Irving Herzberg (1915-1992) is perhaps best known for capturing personal, candid moments. The Brooklyn Collection houses Herzberg's life's work; over 2,300 images of day-to-day Brooklynites: a woman with her tired baby, a man looking at totem poles, and children stuffing their faces with cotton candy. The Brooklyn Collection also has some amazingly terrifying photos of the plane crash that shook up Park Slope in the winter of 1960 and a wealth of photos that he took of Brooklyn's traditionally closed Hasidic community. Herzberg spent 10 years, Sunday after Sunday, sitting and talking with leaders in the community developing a relationship that eventually granted him access that few photographers have been given. You can view more photos from Hasidic Brooklyn here and here.
His images are chiefly black and white, sometimes quiet, and often personal, yet much of his work has a humor and lightness as well. It would be hard to take photos of the Coney Island Polar Bear Club without having a sense of humor.
Yet, to me, Herzberg's most personal work was never framed for exhibitions at galleries or museums. His most personal work sits in a tiny archival box in the 'map room' next to my desk. It is one thing to take the photo, another to be the subject. Along with the photos from the Hasidic community, the plethora of shots from Coney Island and the subways, the Brooklyn Collection has over 200 small color Kodachrome slides taken in the early 1950s. They are personal photos from vacations and holidays; his own quiet moments.

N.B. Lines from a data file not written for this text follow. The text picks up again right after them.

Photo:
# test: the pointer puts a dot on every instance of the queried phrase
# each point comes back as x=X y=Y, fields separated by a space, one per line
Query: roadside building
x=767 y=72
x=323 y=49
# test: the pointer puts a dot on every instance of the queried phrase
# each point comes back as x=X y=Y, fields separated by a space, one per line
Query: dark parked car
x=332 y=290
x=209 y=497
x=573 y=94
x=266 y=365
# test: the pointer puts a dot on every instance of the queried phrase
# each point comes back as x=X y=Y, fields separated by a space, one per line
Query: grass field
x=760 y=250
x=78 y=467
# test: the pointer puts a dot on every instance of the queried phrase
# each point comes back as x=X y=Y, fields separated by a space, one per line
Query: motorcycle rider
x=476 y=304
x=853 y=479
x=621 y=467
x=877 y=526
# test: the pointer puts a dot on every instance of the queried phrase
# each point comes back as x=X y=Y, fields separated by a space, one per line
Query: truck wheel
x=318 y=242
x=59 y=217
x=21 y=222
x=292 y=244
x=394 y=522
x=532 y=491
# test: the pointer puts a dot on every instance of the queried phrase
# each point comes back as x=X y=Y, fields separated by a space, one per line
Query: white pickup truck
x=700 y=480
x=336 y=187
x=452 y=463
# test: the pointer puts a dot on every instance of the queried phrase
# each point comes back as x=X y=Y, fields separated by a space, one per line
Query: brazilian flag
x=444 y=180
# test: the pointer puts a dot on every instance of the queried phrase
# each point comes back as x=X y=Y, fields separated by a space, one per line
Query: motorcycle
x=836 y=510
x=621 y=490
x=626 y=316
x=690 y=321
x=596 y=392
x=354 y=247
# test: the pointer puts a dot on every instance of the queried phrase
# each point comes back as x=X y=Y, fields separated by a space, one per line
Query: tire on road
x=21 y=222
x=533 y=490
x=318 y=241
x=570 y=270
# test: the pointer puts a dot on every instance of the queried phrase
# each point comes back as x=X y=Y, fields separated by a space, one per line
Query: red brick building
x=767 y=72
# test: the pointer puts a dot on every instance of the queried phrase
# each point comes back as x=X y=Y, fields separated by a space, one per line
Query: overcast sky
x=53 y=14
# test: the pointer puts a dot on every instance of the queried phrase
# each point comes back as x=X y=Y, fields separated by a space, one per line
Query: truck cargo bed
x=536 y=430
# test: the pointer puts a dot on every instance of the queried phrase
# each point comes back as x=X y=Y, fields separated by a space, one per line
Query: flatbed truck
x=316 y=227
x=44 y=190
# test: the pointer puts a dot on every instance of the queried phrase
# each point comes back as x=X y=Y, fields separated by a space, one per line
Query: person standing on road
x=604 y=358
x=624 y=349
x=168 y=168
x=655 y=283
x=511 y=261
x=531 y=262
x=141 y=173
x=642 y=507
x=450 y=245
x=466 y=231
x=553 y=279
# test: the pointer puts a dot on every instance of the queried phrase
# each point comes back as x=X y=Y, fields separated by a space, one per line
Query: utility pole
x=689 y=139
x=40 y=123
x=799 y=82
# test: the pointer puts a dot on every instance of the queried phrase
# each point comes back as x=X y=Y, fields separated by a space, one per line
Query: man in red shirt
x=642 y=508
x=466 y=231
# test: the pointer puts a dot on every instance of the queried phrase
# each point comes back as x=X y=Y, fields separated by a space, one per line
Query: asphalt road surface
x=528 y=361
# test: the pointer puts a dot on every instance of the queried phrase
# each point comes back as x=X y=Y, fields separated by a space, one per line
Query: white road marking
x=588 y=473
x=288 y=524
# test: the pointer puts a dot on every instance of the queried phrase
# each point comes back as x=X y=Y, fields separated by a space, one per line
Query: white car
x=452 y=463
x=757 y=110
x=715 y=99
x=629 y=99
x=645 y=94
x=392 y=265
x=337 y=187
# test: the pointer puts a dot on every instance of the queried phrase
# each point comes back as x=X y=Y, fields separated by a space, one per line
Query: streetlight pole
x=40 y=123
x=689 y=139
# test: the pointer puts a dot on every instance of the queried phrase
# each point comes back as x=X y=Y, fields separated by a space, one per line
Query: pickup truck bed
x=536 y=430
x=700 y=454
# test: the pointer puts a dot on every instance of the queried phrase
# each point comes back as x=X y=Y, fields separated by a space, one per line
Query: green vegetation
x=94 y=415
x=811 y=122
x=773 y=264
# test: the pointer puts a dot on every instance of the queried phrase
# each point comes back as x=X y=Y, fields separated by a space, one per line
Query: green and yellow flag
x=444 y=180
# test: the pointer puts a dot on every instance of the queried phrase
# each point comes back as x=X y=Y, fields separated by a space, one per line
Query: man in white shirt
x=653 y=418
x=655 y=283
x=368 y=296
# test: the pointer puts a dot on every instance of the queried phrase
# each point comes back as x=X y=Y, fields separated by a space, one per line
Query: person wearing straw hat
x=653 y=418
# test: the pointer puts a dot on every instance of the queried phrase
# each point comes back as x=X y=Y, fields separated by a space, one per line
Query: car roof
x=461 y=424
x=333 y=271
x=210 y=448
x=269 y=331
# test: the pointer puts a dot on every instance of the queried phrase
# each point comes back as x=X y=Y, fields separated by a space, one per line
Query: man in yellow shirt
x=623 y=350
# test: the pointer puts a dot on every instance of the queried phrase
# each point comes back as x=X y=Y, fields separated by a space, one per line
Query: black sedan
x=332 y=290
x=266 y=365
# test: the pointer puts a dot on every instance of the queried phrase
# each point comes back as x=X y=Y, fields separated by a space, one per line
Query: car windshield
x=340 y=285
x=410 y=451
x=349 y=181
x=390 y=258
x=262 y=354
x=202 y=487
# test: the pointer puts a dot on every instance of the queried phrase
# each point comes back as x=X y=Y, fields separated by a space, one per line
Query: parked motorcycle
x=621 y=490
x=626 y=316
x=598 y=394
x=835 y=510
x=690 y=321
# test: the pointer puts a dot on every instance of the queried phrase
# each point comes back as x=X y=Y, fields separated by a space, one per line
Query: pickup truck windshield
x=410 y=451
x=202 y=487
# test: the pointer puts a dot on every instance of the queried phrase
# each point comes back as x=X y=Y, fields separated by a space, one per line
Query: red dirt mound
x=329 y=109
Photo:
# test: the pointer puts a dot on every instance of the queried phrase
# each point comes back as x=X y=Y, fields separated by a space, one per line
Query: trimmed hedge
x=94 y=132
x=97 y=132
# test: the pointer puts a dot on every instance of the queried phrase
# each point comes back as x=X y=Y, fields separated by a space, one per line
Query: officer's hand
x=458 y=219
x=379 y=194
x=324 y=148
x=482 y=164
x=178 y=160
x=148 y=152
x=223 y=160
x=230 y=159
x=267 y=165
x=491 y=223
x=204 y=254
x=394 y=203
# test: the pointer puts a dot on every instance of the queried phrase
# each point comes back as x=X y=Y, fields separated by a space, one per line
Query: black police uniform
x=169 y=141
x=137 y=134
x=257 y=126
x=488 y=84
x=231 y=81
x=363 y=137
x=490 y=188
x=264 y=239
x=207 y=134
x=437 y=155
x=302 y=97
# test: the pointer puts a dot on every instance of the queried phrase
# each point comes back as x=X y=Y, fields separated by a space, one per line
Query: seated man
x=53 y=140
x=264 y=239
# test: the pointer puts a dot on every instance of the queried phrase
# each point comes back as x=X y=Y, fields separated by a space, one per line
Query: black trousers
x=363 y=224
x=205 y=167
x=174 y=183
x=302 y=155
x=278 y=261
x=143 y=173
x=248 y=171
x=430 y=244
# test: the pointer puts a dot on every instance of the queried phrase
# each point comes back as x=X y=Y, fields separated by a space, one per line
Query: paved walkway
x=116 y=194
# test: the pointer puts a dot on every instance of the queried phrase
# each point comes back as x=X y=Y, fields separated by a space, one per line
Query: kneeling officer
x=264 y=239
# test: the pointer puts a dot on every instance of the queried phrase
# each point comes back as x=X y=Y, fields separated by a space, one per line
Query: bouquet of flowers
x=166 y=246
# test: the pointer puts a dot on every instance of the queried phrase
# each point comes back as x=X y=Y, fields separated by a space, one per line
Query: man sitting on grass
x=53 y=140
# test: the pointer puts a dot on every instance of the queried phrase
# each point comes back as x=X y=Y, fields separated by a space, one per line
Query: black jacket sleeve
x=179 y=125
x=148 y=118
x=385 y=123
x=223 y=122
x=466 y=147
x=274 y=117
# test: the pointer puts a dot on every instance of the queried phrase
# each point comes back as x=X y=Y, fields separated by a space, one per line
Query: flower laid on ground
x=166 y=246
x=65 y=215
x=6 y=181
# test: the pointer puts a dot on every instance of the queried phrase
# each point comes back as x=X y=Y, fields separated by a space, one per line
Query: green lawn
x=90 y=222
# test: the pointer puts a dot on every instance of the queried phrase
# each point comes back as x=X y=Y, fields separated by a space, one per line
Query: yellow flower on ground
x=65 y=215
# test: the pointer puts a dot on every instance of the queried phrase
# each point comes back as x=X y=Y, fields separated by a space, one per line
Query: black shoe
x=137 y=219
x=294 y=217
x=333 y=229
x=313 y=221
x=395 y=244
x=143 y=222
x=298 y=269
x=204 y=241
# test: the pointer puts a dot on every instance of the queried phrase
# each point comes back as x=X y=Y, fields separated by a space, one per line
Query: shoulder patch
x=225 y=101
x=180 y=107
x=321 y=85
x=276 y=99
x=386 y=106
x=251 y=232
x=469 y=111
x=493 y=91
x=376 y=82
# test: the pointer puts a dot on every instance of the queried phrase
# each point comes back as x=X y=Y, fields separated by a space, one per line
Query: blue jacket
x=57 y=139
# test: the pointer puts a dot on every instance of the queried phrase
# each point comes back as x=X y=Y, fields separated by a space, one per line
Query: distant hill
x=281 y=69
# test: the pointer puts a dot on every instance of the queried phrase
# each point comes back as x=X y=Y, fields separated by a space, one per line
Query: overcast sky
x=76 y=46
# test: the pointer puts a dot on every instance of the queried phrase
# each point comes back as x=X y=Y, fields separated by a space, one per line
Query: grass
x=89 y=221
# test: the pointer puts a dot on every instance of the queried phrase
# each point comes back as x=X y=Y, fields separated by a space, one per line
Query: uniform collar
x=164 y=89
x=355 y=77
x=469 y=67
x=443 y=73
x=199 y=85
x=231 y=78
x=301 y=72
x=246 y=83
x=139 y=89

It was so enjoyable going through each of the small slides, each one taking me back to a time when each photo was precious. You couldn't delete the ones that were blurry or crop out the man unabashedly photo-bombing your beach day family portrait. You had 36 photos and you had to make them count. What's more, you couldn't document every moment of Thanksgiving or Instagram the turkey on your plate. You took one. That one photo encompassed all the memories from that one day.
Below are a smattering of Herzberg's images from that tiny box, all of them taken with a photographer's keen eye for composition and color.
For some of the photos, the aim of the photo was clearly art.
A longtime Coney Island resident, others showcase the diversity of Herzberg's favorite subject: Brooklyn.
- These ladies are lunching, for real -
- These kids are lunching, for real, too -
Many of the images are from a trip to the beach. With few exceptions, none of the slides have any acknowledgement as to their subject or the date. A few have 1954 written on them, others 1952. This beach adventure happened sometime in the early 1950s. The coloring on the Kodachrome slides is fantastic, something that many an iPhone app has attempted to emulate. There is nothing quite like the real thing, though.
- Herzberg's wife and son -
The box contains so many memories. All of them are lost on me, as I wasn't there, but by using my imagination and my own sense of nostalgia, I can almost picture the corresponding memories. Below are photos of Herzberg's family: his son, daughter, and wife.
- This is one of my favorites -
We all have a family photo where no one is doing what they were supposed to do. Dad is looking down, mom has her eyes closed, Grandpa fell asleep, etc. The Herzberg family has one too. These photos are always the most honest, as how often are families truly quiet and still, smiling and facing forward? The posed photos, of course, get the frame; the others get deleted or stuck in a box under the bed. We're pulled to remember the good things, the smiling, happy, posed things.
But who is to say that a photo of sleeping grandpa isn't a good thing? That distracted dad isn't something to be remembered? The photo below is another one of my personal favorites.
Finally, these gems. Herzberg took two photos in this same spot, one with his color Kodachrome film, and another with his standard camera. Yes, he is in a lawn ornament display.
- A selfie, pre-selfie -
As always, Mr. Herzberg, thanks for sharing.